2019 Annual Review – PIV Market Correction?
In 2019, the PIV Market has perhaps entered a “market correction” as analysts like to say about the stock market. The PIV Market saw a downturn in PIV cases and ANDAs filed, dropping 13% from the prior year. Here are the highlights:
Fewer Cases in 2019
Here’s the graph over the past decade of PIV cases —
This is not necessarily a bad thing. In years prior, there were many NCE-1 products with dozens of ANDA filers. These hyper-competitive products were not present in 2019, and the market seems to have gotten past them. Fewer cases, coupled with the steady stream of new market entrants, suggest that generic companies are starting to be more selective in their portfolio selection. The market appears to be correcting itself.
Fewer IPRs in 2019
Along with portfolio selection, the PIV Market has corrected in terms of IPR filings. I covered the downturn in IPR petitions in a prior blog post. After hitting a high of 130 petitions in 2015, ANDA filers submitted only 34 in 2019, a 73% drop. ANDA filers have evidently realized that IPR petitions should be used sparingly.
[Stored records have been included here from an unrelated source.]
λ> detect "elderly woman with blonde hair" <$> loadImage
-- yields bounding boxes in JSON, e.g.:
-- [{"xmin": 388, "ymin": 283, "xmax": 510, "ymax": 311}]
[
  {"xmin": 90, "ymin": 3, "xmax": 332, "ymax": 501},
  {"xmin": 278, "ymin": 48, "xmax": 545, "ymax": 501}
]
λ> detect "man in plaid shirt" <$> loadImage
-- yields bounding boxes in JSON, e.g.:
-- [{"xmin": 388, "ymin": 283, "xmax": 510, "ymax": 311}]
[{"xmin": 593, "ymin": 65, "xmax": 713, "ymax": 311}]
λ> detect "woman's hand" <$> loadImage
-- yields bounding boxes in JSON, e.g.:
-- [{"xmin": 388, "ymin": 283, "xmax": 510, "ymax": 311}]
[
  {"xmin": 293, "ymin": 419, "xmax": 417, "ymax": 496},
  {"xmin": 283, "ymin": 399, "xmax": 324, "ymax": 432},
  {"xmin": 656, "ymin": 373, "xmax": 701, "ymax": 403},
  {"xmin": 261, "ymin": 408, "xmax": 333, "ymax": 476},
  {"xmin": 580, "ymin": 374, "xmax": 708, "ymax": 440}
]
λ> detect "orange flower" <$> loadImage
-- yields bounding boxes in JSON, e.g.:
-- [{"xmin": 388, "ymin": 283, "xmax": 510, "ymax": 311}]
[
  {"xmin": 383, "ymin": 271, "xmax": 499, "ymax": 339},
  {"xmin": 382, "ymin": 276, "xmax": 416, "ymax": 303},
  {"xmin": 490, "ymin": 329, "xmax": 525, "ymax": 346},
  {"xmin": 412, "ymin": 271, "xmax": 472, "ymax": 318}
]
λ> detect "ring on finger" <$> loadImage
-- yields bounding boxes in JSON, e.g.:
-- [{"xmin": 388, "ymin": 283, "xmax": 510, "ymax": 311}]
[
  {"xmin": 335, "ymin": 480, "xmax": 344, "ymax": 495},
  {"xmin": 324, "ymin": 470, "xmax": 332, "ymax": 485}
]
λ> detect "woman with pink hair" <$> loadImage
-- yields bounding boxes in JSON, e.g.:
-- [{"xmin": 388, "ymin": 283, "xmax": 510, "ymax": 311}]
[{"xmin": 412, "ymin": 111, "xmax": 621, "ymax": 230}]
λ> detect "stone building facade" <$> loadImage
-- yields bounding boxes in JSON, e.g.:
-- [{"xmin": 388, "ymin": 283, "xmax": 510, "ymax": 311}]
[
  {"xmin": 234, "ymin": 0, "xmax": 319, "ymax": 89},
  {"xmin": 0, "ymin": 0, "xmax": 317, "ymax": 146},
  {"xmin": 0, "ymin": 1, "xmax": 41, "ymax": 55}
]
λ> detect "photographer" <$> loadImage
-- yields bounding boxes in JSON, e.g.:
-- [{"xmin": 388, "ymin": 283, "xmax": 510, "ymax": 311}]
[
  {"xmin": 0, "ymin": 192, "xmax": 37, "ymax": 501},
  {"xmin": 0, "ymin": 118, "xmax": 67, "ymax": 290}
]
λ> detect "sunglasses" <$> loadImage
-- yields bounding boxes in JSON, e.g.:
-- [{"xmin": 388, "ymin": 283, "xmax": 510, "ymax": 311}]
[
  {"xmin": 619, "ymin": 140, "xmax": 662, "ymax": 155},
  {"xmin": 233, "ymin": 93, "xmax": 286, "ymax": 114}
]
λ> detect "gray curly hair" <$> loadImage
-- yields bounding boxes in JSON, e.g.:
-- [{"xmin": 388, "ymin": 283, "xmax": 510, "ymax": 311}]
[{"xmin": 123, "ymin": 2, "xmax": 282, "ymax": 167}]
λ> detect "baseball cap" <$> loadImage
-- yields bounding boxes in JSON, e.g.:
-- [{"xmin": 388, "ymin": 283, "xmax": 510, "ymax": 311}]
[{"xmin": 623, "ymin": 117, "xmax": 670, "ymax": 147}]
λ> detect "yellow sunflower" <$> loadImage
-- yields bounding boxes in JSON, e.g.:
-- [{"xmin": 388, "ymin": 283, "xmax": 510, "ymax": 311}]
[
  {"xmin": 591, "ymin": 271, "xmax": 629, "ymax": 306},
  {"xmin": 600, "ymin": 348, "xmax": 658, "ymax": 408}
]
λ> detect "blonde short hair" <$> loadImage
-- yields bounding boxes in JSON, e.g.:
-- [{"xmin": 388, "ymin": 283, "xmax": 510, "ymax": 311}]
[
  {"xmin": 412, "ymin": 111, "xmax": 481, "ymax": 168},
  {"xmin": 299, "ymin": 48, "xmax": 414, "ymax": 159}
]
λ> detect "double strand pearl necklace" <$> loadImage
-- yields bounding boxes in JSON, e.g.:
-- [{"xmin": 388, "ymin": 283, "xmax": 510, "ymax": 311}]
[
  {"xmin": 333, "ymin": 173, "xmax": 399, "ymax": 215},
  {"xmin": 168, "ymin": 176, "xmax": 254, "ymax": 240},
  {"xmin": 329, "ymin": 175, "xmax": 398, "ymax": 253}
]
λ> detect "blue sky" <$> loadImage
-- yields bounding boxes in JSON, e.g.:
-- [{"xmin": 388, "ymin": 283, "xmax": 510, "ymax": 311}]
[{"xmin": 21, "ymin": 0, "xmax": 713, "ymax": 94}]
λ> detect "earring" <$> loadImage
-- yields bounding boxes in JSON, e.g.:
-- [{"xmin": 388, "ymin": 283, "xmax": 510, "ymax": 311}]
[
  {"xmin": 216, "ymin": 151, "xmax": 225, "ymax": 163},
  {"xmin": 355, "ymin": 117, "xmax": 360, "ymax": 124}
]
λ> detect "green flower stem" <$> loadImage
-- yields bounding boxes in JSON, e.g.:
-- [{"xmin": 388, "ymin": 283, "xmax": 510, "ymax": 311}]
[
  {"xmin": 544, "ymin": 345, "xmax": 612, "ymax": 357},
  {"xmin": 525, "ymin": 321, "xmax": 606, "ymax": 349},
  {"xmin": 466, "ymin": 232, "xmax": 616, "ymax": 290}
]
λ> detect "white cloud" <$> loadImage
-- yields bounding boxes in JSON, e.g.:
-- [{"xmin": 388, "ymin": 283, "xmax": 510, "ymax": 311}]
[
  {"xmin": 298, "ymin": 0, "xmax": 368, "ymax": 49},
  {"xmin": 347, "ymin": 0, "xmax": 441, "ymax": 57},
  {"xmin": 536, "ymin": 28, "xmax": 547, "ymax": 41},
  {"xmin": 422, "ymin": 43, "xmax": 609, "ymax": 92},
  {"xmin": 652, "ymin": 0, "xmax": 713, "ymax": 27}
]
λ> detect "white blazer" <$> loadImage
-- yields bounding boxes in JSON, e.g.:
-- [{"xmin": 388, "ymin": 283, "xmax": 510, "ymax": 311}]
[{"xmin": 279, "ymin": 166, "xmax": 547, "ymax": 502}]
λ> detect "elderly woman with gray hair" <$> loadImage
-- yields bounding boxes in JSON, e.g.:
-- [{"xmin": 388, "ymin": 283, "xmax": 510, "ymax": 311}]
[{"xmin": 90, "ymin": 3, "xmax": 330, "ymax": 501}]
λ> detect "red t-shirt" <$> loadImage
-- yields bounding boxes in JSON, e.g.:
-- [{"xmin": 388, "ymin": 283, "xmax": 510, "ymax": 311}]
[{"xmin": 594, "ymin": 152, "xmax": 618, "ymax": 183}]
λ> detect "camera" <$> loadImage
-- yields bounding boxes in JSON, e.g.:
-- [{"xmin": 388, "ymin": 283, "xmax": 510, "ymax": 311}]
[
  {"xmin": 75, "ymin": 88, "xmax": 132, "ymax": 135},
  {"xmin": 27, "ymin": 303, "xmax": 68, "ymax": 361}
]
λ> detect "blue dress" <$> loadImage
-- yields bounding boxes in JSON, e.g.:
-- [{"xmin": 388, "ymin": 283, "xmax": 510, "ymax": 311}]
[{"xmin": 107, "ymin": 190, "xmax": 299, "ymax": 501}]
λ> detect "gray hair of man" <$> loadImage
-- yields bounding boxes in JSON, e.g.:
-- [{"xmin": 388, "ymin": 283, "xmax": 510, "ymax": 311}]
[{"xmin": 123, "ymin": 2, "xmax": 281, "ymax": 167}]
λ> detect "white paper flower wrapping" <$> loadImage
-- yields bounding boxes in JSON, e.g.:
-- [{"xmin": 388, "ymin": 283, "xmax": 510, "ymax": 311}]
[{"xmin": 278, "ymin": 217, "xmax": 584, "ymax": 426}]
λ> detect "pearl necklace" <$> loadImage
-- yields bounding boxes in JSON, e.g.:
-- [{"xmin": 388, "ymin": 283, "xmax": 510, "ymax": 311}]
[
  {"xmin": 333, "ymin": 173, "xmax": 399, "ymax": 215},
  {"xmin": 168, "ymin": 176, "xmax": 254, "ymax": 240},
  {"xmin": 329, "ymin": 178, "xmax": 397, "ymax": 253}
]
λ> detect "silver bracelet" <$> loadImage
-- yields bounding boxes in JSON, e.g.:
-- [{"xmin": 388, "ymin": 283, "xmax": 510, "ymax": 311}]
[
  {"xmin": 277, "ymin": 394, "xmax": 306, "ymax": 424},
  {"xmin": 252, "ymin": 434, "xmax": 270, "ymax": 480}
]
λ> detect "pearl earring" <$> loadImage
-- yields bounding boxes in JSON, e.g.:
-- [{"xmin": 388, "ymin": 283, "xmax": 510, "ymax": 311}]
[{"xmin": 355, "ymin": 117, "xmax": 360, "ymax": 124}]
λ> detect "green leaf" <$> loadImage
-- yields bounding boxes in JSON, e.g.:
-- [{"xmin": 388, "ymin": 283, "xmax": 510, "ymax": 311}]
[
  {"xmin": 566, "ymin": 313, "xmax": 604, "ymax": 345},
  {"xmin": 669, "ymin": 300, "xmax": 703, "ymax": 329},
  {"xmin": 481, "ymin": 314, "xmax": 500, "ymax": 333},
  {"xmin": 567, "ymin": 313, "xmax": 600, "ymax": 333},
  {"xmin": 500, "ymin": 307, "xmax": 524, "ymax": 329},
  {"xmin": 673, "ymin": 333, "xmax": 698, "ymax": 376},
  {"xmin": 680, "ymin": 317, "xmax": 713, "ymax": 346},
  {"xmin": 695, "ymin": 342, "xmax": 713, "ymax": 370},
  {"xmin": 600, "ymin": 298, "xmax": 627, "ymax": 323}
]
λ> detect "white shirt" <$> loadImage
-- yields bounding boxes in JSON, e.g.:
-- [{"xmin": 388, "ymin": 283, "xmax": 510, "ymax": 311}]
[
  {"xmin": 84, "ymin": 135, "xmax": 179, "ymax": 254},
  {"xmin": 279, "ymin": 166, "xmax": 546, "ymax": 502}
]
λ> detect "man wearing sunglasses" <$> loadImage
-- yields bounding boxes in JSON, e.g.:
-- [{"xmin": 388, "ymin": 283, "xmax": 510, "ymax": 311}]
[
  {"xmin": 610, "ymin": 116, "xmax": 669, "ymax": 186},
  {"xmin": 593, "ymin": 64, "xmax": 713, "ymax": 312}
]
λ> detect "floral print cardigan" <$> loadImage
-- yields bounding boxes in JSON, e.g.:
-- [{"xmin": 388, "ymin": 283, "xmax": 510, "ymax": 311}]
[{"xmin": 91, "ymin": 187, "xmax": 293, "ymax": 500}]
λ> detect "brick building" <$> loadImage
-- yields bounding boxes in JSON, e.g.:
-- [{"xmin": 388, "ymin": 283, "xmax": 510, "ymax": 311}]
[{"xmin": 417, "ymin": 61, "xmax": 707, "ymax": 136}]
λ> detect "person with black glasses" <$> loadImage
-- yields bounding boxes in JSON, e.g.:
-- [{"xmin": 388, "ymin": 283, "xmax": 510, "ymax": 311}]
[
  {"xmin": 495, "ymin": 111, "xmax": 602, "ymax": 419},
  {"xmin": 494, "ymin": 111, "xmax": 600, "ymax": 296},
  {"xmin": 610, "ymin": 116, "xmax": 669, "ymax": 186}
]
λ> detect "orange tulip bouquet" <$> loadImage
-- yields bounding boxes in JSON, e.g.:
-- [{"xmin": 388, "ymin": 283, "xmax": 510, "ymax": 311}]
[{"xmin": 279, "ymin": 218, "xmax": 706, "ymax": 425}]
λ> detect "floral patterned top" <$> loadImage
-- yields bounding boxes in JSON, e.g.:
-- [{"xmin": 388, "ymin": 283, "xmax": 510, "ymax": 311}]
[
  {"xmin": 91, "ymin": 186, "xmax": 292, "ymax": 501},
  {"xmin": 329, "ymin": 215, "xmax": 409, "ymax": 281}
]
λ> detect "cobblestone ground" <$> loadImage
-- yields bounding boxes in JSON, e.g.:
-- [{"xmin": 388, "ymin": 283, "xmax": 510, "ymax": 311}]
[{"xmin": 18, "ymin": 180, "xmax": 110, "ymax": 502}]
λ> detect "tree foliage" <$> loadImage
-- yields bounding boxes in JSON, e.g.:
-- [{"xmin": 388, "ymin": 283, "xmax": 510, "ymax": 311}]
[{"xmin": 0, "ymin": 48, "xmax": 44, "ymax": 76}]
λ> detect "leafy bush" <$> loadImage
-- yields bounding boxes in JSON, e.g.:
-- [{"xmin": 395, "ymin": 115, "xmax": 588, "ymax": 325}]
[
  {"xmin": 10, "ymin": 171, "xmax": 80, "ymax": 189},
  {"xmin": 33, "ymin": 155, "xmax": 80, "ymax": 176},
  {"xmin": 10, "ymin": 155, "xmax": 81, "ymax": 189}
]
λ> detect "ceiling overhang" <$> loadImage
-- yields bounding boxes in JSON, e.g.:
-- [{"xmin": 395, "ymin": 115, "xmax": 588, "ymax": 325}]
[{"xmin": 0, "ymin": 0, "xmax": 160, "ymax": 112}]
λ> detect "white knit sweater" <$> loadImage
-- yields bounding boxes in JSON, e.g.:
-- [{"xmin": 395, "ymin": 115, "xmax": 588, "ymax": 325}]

Fewer PIV cases and IPRs suggest that companies are becoming more selective. When companies are more selective in their approach, markets tend to bounce back into better health. There are a few more highlights to mention:
IPR Judges are Unconstitutional
The Court of Appeals for the Federal Circuit in Arthrex Inc. v. Smith & Nephew (#2018-2140) issued an unexpected ruling in late October. For the past 8 years, the Director of the USPTO hired the dozens of judges that comprise the Patent Trial & Appeal Board panels. The Court of Appeals decided that the Appointments Clause of the U.S. Constitution required the President to appoint the judges. As such, the judges are not constitutional, in a sense. While this may sound alarming (“are the PTAB rulings issued over the years valid?”), Arthrex Inc. may prove to be more like a sound of a cat walking across a carpet. The Court appeared to remedy this problem in the Opinion itself, and it may affect a handful of IPR proceedings. But you never know how this plays out as it’s uncharted waters. Arthrex v. Smith & Nephew
The Trade Commission Attacks Settlements (Again)
If you were like me and thought that the U.S. Supreme Court had the last word on settlements in PIV cases in 2013, you would be wrong. As documented and discussed in ParagraphFour.com over the years, the FTC has attacked settlements in PIV cases using novel legal theories that courts consistently rejected. But the FTC hasn’t given up. In March 2019, the FTC’s administrative judge concluded the IMPAX Lab settlement of Opana ER®(oxymorphone) violated antitrust law because it restricted Endo’s ability to launch an authorized generic. IMPAX has appealed. I will likely cover this topic in more detail in a later PIV Blog post.
States Accuse Generics of Price-Fixing
While certainly an unpleasant topic to cover, I would be re-miss to ignore it. In May, a dozen states filed a civil (not criminal) antitrust case in Connecticut District Court (#3:2019cv00710) against about a dozen generic companies and several of their employees. In short, the 524 page Complaint asks for damages as it alleges these companies and individuals conspired to fix market share and prices of certain generic products. A Complaint, by its nature, is one-sided, alleging facts that establish its claims against the named defendants. There may be several counter-balancing facts that the defendants may present as well as viable legal defenses to the allegations. It goes without saying that such alleged behavior smears the industry. Hopefully, regardless of resolution, it is a lesson learned.